Accused Anarchist Can See More of His FBI File

     (CN) — The FBI must release more documents to a man it identified as an anarchist extremist, the D.C. Circuit ruled, finding that an exemption relied on by the agency didn’t apply to all withheld records.
     In 2011, Jeffrey Labow learned that an FBI agent had identified him as an anarchist extremist in its investigation of anarchists protesting against the World Bank and International Monetary Fund who vandalized the Washington, D.C. Four Seasons hotel in 2008.
     Labow filed a Freedom of Information Act, or FOIA, request with the agency, asking for any records about himself.
     The FBI initially denied holding any responsive documents, but after Labow sued, the agency found several hundred pages concerning Labow and released some to him, claiming various exemptions for the rest.
     The D.C. Circuit ruled Friday that the FBI incorrectly relied on FOIA Exemption 3 to withhold information associated with a pen register order, a device for monitoring the phone numbers dialed on a telephone line.
     “We agree with Labow’s reading of the Pen Register Act,” Judge Sri Srinivasan said, writing for the three-judge panel. “Exemption 3 of FOIA, as regards the Pen Register Act, primarily authorizes the government to withhold a responsive pen register order itself, not all information that may be contained in or associated with a pen register order.”
     David Hardy, FBI’s chief of records management, testified that the documents withheld from Labow regard the identities of individuals subject to pen registers in this case, but he did not say that the pen register order itself was contained in the responsive documents.
     “If the government withheld information contained exclusively in a pen register order, the information would necessarily fall under the Pen Register Act’s nondisclosure requirements and thus would be shielded under Exemption 3 (assuming the pen register order remains sealed),” Srinivasan wrote. “But if the government withheld information found in other responsive documents on the ground that a pen register order also contained the same information, the potential applicability of the Pen Register Statute (and hence of Exemption 3) would be far less clear.” (Parentheses in original.)
     However, the panel affirmed the FBI’s withholding of documents based on Exemption 7(d), which protects records that could reasonably be expected to disclose the identity of a confidential source.

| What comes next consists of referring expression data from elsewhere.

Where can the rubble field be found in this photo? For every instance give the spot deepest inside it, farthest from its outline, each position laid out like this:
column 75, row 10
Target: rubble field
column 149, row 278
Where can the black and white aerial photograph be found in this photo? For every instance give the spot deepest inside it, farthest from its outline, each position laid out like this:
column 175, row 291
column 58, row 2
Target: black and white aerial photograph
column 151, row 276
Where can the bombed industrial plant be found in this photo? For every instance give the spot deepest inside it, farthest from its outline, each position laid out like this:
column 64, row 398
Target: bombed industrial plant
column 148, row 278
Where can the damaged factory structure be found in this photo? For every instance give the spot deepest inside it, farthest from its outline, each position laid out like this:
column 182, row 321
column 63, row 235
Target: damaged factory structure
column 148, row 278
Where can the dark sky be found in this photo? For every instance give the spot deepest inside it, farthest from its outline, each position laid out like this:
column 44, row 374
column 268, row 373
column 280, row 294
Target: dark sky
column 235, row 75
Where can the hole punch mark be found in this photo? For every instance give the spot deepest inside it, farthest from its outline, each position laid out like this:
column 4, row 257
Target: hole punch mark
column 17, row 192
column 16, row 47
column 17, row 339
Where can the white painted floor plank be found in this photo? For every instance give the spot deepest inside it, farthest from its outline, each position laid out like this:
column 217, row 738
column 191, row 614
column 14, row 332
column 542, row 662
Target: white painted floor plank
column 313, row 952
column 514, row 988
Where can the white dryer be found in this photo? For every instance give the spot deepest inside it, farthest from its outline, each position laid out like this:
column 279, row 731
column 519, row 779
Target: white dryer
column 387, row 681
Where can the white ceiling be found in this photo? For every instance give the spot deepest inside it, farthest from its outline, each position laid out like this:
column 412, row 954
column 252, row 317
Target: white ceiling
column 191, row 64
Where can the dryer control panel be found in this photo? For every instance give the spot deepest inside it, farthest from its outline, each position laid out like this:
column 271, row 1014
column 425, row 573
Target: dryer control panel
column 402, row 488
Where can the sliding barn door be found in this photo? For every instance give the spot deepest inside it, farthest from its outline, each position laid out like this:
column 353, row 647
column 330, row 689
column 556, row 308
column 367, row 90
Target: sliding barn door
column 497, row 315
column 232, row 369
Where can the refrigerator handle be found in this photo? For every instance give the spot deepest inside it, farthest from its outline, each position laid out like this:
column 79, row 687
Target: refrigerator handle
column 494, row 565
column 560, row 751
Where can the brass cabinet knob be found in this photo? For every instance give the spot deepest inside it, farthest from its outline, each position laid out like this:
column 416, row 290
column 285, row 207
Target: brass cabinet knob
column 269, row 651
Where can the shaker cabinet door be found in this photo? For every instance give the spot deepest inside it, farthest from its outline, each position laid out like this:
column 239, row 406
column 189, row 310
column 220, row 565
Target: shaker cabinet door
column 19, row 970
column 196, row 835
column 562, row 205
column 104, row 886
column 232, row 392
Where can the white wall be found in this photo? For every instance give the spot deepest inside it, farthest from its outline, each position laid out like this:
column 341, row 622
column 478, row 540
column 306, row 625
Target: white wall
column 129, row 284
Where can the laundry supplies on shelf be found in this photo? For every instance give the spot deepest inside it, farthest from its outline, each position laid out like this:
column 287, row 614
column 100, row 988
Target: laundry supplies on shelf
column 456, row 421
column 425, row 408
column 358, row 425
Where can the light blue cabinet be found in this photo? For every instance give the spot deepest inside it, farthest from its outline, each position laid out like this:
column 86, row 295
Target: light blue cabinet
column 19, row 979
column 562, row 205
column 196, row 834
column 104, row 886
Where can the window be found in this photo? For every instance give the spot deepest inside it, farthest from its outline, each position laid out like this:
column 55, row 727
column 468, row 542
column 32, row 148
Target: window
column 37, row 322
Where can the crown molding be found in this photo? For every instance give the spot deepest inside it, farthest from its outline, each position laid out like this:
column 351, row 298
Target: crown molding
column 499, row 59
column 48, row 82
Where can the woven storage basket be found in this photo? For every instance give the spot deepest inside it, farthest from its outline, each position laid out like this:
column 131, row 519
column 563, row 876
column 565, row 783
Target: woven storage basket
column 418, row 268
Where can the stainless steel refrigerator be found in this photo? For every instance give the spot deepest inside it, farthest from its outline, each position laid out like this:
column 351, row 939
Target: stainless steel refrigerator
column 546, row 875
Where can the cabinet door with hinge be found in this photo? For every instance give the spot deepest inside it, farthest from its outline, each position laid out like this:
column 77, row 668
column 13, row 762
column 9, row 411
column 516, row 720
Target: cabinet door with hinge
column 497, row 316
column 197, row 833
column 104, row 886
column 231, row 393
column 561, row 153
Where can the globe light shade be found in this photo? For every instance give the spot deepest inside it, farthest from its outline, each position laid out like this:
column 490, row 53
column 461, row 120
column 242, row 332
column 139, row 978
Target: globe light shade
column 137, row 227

     “Although Labow correctly observes that the withholdings at issue are contained in a document predating the incident at the Four Seasons, Hardy’s explanation of the risks of informing on anarchist groups spoke to the potential dangers posed by anarchist extremists in general, not solely by the particular individuals who planned the Four Seasons attack,” Srinivasan said. “And while Labow argues that Hardy’s explanations are too general and conclusory, we have credited the FBI’s assessment of risks faced by informants even if described in relatively broad strokes.”